When Should Widow Dating Begin?
When should widow dating begin is a question often asked. Transitions in life often leave us with labels which usually include definitions and constraints not of our own making. Daughters are expected to be polite, mothers are thought to be selfless, wives are often revered and widows are thought to be lonely and sad. When someone becomes a widow, no measure of time or forewarning can prepare them or make this transition easy.
It is always felt as a shock and will always bring about immediate sadness and often despair, however, life marches on even when we try our hardest to stop it. So when the sadness has faded and the despair is gone, and it is time to move on, when should widow dating begin?
Well of course! A label just defines the status of a part of our lives; it doesn’t have to actually define our life. If you are at that stage, but don’t know if it’s ok to let yourself look for love, let’s evaluate whether your mental state has caught up with your emotional stage and if?it’s a good time for you to start dating again. Widow support groups are often helpful and provide much needed intervention on the subject of widow dating.
Are you ready? This is a very personal question that only you can answer. Can you see yourself sitting through a dinner or a movie and honestly trying to get to know another human being? Will you be interested in what they have to say? Honestly engaged in the process of getting to know someone new? If the answer is yes, you may be ready.
Can you handle the uncertainty? With age comes wisdom, wisdom that aids us with our children, our friendships and our established significant others.
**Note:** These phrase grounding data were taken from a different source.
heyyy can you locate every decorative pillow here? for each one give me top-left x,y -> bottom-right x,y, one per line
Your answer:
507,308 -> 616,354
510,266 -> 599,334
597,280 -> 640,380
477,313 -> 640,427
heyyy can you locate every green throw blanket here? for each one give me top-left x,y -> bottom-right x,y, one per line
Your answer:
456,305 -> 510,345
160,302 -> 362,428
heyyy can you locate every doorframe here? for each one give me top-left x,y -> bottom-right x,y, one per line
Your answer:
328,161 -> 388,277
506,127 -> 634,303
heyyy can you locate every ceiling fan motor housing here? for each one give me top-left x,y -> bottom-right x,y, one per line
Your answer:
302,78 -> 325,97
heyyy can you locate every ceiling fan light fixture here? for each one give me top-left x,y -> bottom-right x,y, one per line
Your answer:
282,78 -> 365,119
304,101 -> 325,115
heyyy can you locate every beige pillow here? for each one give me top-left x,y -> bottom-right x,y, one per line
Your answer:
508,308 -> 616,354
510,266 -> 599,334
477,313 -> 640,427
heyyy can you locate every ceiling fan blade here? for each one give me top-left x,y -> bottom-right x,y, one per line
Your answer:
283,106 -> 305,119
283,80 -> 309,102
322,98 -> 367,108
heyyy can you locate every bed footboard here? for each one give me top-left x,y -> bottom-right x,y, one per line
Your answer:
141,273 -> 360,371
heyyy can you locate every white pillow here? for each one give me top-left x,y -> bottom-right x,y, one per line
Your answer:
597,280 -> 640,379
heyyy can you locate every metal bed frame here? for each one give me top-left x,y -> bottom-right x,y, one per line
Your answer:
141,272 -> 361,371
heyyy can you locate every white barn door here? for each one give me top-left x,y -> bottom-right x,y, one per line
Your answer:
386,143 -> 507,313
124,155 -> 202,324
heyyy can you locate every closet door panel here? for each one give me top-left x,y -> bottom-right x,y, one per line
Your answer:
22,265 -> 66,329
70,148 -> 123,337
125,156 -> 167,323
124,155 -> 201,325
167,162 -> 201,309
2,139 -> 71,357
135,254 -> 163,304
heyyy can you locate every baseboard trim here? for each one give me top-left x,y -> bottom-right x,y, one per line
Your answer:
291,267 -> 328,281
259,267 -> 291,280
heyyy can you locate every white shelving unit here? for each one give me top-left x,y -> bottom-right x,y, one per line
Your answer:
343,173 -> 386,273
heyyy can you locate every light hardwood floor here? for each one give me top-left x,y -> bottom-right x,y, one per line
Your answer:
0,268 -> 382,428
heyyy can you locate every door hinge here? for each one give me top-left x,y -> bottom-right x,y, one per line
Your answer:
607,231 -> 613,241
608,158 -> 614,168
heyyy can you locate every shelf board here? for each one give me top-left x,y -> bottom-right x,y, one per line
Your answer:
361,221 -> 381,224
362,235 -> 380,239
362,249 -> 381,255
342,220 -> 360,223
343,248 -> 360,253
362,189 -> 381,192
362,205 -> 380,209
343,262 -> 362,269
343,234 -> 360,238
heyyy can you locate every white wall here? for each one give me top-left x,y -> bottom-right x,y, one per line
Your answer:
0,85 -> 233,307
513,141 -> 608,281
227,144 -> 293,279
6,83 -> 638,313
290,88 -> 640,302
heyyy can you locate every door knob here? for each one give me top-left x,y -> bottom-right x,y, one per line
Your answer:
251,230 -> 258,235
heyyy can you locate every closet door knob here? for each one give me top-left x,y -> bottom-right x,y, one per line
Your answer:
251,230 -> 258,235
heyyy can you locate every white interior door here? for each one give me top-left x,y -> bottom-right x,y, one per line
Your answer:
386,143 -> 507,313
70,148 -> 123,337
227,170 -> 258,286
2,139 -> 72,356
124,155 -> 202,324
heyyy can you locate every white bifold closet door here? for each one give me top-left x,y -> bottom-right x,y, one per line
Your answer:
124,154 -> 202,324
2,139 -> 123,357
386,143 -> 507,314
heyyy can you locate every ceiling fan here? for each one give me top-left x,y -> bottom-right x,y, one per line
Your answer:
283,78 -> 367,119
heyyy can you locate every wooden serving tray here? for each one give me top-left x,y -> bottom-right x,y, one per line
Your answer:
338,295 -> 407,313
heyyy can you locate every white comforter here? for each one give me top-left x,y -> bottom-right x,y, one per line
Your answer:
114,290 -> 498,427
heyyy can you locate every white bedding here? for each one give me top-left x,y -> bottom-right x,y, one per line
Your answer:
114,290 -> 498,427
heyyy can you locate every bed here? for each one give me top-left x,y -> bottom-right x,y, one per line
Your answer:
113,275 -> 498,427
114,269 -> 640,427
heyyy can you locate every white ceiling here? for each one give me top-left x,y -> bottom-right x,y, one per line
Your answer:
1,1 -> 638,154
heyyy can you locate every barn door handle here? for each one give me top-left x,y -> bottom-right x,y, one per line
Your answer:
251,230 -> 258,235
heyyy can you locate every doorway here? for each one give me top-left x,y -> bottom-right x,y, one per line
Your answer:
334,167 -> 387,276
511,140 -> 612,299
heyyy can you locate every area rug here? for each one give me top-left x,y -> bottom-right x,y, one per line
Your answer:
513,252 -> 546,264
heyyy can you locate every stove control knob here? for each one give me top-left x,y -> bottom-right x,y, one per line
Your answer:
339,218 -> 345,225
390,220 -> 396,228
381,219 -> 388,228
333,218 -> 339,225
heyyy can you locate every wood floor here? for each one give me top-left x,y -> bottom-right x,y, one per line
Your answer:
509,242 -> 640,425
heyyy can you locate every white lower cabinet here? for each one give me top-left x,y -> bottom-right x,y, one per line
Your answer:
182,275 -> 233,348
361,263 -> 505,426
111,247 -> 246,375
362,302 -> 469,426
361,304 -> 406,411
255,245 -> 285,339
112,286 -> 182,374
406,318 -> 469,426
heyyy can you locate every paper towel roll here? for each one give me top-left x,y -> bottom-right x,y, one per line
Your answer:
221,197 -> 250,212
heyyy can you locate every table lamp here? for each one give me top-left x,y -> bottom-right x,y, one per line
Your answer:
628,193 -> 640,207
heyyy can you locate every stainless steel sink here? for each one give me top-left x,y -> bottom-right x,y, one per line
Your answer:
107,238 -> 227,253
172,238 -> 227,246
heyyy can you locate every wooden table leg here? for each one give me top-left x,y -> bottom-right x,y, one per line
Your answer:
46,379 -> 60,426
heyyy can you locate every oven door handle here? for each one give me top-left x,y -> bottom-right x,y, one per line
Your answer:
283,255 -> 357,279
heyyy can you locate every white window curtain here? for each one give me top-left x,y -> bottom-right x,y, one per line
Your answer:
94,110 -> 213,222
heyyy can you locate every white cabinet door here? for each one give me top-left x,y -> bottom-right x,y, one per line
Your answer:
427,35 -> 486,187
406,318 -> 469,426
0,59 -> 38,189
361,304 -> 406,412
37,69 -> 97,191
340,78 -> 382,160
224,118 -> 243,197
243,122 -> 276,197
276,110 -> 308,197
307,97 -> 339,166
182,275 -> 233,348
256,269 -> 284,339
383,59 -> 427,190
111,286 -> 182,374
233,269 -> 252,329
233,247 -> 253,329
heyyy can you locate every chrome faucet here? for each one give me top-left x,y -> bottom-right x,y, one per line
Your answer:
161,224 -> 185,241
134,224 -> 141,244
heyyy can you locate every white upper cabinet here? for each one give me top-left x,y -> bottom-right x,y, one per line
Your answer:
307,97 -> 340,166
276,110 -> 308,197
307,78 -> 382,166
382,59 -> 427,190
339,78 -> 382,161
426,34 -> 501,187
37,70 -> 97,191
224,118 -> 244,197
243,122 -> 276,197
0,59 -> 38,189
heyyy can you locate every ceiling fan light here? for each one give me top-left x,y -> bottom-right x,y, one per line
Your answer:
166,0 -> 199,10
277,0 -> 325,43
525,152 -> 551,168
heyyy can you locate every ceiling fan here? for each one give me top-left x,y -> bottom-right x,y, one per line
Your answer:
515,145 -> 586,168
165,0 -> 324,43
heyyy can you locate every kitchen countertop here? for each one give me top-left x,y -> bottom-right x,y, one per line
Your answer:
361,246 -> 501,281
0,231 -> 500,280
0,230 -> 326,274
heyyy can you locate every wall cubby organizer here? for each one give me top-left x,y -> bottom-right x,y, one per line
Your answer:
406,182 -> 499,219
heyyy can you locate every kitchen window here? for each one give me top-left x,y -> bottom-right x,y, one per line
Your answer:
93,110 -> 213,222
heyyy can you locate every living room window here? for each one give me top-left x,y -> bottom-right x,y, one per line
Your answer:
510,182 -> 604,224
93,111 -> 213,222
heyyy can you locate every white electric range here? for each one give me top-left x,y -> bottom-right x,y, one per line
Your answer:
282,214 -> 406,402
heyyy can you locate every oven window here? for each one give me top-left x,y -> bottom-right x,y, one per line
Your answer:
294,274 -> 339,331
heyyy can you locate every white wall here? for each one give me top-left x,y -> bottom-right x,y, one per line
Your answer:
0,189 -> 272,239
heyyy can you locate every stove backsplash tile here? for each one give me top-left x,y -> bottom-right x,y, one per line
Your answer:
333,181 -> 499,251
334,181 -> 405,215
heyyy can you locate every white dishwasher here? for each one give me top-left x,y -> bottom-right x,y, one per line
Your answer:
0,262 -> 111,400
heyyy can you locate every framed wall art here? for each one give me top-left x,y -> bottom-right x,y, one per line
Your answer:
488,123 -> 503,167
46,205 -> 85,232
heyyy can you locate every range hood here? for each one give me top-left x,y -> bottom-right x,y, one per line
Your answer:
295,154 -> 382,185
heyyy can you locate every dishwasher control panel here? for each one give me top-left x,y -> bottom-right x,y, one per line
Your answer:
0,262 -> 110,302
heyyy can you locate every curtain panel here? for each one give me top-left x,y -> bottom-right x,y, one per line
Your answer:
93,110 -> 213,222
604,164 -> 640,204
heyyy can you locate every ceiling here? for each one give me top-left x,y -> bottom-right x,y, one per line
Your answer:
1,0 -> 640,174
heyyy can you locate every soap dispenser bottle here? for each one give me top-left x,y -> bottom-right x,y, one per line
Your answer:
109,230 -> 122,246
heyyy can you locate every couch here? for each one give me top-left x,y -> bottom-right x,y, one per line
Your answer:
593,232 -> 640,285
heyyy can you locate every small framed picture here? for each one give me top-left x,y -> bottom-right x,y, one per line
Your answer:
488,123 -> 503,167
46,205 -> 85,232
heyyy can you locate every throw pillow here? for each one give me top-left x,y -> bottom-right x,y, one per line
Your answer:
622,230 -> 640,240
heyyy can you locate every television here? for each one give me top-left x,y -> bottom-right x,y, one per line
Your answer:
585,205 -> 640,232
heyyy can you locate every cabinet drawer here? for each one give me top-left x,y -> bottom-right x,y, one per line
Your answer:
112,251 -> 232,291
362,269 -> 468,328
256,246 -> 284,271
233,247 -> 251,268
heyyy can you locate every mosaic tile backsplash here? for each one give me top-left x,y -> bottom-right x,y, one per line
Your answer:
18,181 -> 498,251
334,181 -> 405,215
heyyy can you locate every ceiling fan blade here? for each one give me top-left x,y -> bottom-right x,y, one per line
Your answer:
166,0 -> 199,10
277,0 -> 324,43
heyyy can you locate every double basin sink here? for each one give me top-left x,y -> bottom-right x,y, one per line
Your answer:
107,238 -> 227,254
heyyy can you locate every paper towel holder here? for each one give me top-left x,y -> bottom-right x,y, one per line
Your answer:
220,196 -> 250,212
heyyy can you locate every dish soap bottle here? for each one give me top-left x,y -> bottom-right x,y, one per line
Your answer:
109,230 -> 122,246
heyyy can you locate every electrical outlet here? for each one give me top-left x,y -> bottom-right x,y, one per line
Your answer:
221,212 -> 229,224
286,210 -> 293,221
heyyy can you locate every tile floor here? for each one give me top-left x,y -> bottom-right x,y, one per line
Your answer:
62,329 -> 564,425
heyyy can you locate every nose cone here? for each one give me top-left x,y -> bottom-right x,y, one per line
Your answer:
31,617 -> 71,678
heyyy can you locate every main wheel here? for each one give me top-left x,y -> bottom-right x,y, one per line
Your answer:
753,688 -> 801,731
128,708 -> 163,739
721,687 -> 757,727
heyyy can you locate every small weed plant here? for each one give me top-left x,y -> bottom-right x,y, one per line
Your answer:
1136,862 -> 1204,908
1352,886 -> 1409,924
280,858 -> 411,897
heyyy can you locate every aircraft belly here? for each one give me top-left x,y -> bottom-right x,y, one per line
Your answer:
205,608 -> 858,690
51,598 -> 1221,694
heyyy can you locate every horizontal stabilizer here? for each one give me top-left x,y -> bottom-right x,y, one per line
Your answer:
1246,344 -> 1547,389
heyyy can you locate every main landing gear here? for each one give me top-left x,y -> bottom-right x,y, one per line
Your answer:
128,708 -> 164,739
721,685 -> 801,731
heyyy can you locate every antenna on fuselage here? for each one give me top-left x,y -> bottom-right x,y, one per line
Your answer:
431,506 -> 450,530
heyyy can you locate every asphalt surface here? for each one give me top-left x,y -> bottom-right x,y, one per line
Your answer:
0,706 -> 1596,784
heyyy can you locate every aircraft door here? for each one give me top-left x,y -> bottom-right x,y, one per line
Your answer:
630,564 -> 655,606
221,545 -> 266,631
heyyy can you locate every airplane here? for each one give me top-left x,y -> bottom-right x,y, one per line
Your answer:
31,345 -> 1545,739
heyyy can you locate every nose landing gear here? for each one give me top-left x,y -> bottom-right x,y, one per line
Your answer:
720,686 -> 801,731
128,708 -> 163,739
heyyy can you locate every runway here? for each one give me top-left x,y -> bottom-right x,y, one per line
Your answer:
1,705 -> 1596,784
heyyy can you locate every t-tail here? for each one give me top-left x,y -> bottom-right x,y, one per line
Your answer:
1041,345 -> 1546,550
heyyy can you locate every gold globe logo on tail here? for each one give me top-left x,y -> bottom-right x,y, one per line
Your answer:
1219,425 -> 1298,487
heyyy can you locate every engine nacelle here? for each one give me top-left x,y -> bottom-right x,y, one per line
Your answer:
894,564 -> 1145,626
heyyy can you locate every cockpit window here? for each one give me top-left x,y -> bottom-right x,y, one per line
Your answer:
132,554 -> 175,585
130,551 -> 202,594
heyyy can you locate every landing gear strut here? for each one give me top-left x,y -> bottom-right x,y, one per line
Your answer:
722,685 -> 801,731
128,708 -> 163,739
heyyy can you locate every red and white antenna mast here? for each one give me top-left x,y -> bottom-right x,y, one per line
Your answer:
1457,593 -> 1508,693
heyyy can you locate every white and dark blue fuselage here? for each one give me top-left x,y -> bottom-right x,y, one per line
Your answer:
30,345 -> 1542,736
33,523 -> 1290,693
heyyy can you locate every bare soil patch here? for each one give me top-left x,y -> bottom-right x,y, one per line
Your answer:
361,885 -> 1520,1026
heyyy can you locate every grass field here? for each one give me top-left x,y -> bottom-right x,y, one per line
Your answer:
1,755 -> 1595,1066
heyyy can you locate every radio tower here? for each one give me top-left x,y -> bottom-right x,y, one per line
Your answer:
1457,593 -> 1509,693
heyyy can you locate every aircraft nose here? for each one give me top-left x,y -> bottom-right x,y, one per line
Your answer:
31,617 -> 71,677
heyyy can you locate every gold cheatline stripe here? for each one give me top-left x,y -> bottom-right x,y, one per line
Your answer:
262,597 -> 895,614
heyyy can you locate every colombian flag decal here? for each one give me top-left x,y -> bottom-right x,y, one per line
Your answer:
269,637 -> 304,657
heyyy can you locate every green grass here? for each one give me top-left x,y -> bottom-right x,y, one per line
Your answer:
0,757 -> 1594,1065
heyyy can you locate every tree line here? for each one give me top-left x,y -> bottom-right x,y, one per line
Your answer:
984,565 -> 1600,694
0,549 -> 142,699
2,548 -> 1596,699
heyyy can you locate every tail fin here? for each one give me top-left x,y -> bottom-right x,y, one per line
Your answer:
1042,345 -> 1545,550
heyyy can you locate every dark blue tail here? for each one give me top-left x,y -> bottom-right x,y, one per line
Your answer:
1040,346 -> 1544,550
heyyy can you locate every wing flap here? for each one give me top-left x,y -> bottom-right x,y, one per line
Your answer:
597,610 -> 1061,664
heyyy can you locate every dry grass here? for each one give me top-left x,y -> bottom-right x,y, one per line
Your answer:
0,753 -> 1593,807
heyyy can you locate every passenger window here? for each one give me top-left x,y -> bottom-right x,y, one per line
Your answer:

However, one thing that never changes is the inherent uncertainty that comes with a potential love match. Whether you are 18 or 80, you are always at risk that you may fall for someone who doesn’t return your favor or vice versa. If you are not prepared to be uncontrollably smitten and potentially heartbroken, it may not be the right time to start dating. Again, joining local widow support groups provide others experiences to fall back on.
Do you feel good about yourself and your life? Most times when we lose a loved one, we wallow. We no longer have that other half reminding us daily how great we are, so we allow all of our old insecurities back in to our everyday lives. We forget that the most important thing we can do is learn to love ourselves. Sometimes, we even use this as a defense mechanism to keep us from being intimate with someone new. So don’t even try dating again until you truly feel good about who you are and what your life entails.
Are you really done grieving? Most well wishers will try and goad you into getting back out there and meeting new people as a cure to your grief. Don’t fall for this ploy, it won’t work. Grief is a very odd emotion and the stages or time it takes for each individual is very different. It is one of the most frustrating of emotions and has been researched, studied and analyzed more than all our other emotions, except possibly that of love.
Deciding when or if you are ready to embrace the opposite gender and search for companionship is a very personal and complicated issue. Many people will try and push you in that direction, with the best of intentions, thinking that it will help if you dive head first back into the dating pool. Remember, the reason the term widow is synonymous with grief and sadness is it begins with a plethora of these emotions. Trying to reach out and establish close relationships with the opposite sex too soon may only add to these emotions, if your head is not “in the game” so to speak, make sure to take your time and dive in when you are truly ready. The resulting positive experience will be worth the wait. Be sure and seek our widow support groups to share experiences and insight.
The time for widow dating will come, be sensitive to the cues listed above.